Do sopro nasceu o destino, das águas nasceu o cantar, e os Voduns teceram caminhos para o mundo despertar.
Dan serpente de luz eterna, desenha círculos no ar, une estrelas e oceanos, faz a vida pulsar.
[Refrão]
Ê Vodun, ê Vodun, força antiga da criação. Ê Vodun, ê Vodun, bate forte no coração.
Ê Vodun, ê Vodun, sabedoria do ancestral. Ê Vodun, ê Vodun, luz do plano espiritual.
Heviosso rasga as nuvens, com seu raio e seu poder, ensina que a verdadeira força é fazer a justiça florescer.
Sakpatá toca a terra, cura a dor e a aflição, transforma as velhas feridas em sementes de renovação.
Loko habita as grandes árvores, guarda o segredo da iniciação, cada folha carrega um canto, cada raiz uma oração.
[Refrão]
Ê Vodun, ê Vodun, força antiga da criação.
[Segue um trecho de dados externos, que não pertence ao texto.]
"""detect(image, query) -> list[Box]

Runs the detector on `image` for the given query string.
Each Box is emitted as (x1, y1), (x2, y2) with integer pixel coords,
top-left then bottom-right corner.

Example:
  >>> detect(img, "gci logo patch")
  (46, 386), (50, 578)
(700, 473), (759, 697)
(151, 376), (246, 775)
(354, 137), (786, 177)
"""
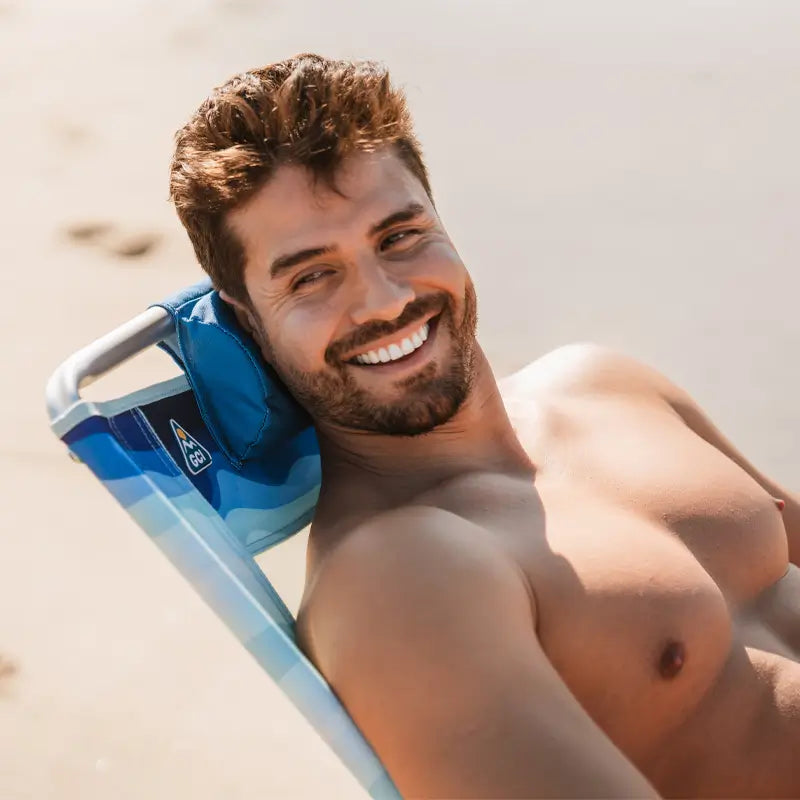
(169, 419), (211, 475)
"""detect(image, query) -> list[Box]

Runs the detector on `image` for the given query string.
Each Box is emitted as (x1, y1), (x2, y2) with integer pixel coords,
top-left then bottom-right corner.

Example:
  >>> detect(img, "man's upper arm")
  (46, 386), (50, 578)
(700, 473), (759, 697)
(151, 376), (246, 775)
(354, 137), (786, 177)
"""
(557, 345), (800, 565)
(305, 508), (655, 797)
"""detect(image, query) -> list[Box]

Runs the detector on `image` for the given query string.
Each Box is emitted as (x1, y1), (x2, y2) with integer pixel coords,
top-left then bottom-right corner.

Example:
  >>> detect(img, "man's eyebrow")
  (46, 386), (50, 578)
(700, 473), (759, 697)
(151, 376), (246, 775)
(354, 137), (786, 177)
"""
(269, 203), (425, 278)
(269, 245), (335, 278)
(369, 203), (432, 236)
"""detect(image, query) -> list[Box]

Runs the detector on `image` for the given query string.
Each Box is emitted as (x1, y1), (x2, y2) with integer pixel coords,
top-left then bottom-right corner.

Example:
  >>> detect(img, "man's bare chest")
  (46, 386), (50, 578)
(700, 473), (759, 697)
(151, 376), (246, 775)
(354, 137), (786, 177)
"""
(440, 396), (787, 757)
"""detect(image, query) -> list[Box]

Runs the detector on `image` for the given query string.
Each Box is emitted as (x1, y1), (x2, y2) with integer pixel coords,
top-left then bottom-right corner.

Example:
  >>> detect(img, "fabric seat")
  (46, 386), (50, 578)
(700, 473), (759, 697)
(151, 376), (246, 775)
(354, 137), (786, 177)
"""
(47, 282), (400, 798)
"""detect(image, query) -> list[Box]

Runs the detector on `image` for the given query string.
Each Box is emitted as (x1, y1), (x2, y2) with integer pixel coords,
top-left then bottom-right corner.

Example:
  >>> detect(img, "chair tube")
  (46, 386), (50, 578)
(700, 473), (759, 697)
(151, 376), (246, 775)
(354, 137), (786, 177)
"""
(45, 307), (174, 422)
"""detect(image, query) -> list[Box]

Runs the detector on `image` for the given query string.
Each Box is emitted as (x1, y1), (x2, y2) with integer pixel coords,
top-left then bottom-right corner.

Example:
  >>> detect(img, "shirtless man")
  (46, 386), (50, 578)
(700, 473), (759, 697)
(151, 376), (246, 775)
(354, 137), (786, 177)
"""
(171, 56), (800, 798)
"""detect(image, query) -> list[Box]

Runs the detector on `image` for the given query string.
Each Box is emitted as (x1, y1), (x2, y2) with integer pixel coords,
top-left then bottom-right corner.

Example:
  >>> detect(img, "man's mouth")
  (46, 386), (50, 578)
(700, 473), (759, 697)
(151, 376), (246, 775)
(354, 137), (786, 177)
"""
(347, 315), (439, 367)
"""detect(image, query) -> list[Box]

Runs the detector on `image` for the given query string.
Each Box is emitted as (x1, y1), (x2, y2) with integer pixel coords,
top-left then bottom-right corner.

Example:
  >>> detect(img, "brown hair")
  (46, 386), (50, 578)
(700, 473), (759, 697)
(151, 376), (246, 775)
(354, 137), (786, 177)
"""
(170, 53), (431, 302)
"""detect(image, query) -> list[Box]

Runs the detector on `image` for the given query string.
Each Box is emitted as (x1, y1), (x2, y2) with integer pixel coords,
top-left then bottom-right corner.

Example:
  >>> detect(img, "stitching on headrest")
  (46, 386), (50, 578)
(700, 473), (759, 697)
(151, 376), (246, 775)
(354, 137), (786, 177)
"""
(198, 320), (270, 462)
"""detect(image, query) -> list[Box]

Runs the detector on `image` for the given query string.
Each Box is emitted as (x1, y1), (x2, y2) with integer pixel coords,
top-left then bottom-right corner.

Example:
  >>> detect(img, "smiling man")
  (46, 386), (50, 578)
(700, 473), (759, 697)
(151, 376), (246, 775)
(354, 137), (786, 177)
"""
(171, 55), (800, 798)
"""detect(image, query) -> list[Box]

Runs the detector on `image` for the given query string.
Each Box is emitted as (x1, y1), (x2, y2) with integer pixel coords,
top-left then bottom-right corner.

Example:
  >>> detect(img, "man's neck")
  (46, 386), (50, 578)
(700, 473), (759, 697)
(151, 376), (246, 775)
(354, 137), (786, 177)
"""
(310, 348), (533, 527)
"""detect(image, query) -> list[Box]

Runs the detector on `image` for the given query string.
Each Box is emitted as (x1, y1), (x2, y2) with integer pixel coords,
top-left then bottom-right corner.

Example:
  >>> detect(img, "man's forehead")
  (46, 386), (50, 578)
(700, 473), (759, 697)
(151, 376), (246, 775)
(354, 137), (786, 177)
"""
(228, 150), (430, 260)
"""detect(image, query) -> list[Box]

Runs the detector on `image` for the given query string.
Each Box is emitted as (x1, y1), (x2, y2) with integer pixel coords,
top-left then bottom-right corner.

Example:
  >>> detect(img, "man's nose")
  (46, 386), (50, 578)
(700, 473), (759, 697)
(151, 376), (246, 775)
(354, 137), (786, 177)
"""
(350, 264), (414, 325)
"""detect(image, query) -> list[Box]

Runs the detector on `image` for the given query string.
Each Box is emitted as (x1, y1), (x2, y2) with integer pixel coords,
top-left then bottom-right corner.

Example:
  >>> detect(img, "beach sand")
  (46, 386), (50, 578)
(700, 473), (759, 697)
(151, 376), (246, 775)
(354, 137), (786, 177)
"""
(0, 0), (800, 800)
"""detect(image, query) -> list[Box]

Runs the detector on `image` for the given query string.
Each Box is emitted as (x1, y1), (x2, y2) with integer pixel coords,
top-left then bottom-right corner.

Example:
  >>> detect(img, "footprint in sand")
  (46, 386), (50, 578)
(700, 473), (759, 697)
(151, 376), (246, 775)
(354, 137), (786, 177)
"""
(0, 655), (19, 694)
(66, 220), (161, 259)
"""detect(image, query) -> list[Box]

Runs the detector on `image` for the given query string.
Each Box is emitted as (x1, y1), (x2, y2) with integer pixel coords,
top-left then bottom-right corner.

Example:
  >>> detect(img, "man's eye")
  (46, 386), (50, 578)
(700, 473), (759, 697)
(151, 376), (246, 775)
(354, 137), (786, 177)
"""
(292, 269), (331, 289)
(381, 228), (421, 250)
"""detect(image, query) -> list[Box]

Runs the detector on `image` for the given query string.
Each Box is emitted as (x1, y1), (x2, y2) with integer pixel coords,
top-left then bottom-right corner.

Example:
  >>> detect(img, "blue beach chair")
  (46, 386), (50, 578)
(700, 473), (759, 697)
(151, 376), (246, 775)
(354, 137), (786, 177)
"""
(47, 281), (400, 800)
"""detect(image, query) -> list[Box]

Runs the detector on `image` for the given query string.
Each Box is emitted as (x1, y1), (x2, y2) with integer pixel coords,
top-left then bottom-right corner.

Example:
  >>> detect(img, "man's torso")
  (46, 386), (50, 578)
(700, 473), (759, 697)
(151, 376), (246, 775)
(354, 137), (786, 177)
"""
(302, 346), (800, 796)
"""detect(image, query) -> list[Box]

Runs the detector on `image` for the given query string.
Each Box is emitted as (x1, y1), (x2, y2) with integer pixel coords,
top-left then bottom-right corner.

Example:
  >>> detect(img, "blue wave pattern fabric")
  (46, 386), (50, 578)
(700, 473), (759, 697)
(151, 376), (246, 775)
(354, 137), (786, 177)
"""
(156, 280), (311, 467)
(52, 287), (400, 800)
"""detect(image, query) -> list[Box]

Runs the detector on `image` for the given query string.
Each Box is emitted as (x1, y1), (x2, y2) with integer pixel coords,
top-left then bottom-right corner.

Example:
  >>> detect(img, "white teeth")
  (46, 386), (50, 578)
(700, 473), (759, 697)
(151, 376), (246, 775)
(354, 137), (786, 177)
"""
(353, 322), (430, 364)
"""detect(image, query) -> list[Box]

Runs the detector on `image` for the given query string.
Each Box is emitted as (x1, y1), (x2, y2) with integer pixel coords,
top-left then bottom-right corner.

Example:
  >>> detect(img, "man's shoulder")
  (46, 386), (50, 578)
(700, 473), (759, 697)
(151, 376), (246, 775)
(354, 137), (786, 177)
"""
(298, 504), (532, 673)
(501, 342), (671, 402)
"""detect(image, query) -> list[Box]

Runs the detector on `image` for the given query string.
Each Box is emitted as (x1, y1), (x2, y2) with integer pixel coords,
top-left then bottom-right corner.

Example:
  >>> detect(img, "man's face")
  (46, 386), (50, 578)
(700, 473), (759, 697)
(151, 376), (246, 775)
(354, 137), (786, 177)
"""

Ê Vodun, ê Vodun, bate forte no coração.
Aziri dança sobre as águas, traz beleza, amor e axé, derrama prosperidade nos caminhos de quem tem fé.
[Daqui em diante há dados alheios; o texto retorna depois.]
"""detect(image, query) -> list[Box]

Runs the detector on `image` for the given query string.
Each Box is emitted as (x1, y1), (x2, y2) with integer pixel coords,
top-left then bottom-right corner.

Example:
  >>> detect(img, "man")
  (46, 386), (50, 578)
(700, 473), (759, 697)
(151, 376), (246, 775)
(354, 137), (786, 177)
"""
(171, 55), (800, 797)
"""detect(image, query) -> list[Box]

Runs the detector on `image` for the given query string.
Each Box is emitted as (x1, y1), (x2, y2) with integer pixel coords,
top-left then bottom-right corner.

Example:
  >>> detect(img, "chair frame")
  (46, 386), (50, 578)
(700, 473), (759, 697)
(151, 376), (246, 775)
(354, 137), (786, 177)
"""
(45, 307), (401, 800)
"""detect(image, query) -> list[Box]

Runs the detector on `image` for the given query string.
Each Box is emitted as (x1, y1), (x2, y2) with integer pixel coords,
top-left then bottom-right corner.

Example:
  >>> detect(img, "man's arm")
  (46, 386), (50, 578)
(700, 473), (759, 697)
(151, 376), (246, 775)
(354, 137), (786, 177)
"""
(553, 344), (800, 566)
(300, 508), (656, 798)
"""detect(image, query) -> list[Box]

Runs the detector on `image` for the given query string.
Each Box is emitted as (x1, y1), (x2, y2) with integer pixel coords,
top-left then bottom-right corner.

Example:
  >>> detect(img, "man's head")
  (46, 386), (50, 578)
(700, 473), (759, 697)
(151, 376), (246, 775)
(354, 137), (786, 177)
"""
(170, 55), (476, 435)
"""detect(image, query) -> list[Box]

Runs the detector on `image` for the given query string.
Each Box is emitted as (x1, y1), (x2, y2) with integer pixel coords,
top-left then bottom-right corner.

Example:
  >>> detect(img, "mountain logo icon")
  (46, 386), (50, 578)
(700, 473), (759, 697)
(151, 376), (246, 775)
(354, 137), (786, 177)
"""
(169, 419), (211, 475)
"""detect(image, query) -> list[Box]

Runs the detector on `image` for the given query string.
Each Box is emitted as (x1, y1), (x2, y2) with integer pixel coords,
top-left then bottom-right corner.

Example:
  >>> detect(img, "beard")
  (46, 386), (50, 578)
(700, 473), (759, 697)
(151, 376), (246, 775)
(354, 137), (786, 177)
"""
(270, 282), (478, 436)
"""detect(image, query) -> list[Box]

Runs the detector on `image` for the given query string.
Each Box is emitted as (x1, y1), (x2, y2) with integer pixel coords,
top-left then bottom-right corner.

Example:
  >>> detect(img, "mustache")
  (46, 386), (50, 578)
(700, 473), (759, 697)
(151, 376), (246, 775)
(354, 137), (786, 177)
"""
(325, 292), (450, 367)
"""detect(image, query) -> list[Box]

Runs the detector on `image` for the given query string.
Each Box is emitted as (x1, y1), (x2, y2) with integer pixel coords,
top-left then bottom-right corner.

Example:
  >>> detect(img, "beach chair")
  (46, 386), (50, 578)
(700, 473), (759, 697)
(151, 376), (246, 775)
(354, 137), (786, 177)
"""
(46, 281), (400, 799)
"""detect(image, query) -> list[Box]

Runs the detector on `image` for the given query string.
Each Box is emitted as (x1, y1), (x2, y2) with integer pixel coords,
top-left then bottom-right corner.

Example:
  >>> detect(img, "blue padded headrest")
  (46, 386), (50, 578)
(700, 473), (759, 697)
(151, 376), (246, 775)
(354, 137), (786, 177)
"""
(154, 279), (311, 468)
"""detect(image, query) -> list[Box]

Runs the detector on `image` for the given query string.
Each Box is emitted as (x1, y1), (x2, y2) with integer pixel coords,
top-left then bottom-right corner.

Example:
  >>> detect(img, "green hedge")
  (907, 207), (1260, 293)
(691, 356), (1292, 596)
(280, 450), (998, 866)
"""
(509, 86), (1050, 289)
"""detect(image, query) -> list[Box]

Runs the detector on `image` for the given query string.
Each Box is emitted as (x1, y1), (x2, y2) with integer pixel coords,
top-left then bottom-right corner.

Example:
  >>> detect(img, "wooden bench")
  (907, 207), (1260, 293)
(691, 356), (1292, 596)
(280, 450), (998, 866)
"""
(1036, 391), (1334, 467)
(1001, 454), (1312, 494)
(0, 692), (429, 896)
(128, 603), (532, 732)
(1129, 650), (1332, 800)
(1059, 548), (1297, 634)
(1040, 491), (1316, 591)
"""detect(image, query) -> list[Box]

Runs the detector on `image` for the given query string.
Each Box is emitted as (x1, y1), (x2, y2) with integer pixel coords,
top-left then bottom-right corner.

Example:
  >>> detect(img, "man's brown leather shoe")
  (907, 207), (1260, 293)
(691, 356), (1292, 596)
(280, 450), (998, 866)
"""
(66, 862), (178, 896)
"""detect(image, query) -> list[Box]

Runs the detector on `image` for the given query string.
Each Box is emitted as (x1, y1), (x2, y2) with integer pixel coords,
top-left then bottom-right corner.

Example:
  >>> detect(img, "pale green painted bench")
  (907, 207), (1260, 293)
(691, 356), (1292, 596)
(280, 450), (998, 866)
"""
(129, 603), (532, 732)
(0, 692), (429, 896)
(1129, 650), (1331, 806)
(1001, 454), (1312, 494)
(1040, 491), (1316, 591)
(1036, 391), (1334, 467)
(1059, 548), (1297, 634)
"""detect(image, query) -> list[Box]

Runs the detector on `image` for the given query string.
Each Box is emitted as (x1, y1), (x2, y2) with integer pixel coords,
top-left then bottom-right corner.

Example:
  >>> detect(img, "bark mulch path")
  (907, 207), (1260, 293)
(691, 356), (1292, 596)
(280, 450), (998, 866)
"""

Os tambores ecoam longe, atravessando gerações, guardando os nomes sagrados na memória dos corações.
[Ponte]
Do Daomé aos terreiros, o fogo nunca se apagou, a voz dos velhos ancestrais o tempo não silenciou.
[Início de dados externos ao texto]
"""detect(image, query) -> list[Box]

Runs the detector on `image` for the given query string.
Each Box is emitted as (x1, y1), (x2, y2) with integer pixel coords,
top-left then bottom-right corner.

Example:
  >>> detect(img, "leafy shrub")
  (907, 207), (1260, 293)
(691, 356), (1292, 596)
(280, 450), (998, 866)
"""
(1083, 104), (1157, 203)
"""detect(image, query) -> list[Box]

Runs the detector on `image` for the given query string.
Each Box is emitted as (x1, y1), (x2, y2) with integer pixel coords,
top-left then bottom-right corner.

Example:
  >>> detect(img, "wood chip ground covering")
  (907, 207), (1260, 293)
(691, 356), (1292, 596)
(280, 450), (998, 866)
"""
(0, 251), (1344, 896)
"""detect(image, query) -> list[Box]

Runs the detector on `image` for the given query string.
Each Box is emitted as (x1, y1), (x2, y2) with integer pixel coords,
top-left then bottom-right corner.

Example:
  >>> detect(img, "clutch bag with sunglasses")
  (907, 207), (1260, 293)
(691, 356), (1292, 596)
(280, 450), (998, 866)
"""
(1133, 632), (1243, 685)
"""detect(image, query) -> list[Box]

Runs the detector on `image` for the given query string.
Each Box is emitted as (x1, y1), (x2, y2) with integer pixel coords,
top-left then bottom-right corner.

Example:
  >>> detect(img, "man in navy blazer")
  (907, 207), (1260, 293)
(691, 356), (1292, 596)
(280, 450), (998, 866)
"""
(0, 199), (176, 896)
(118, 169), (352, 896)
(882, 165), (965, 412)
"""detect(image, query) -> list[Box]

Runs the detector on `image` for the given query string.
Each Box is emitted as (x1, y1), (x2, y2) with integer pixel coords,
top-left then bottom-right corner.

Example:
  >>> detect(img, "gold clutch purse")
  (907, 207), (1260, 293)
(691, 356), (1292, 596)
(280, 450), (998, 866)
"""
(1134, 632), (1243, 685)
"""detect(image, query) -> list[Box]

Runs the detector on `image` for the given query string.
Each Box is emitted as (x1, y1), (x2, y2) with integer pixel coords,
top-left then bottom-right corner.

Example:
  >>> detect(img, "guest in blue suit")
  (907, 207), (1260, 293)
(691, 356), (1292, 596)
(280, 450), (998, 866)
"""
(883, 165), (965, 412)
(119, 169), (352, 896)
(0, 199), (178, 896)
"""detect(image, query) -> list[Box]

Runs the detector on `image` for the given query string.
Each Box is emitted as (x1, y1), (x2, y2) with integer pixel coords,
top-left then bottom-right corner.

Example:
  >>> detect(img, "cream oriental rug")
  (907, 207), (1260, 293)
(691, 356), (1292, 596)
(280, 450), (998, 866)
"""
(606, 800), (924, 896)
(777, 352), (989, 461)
Na mata, no vento e no rio, na terra e no luar, os Voduns seguem vivos, continuam a nos guiar.
[Grande Final]
Mawu-Lisa, fonte divina, Dan, serpente celestial, Heviosso, trovão sagrado, Sakpatá, poder vital.
Loko, guardião das florestas, Aziri, estrela do amor, Voduns da criação eterna, manifestação do Criador.
Ê Vodun! Ê Vodun! Que ressoe o tambor ancestral!
Ê Vodun! Ê Vodun! No infinito espiritual!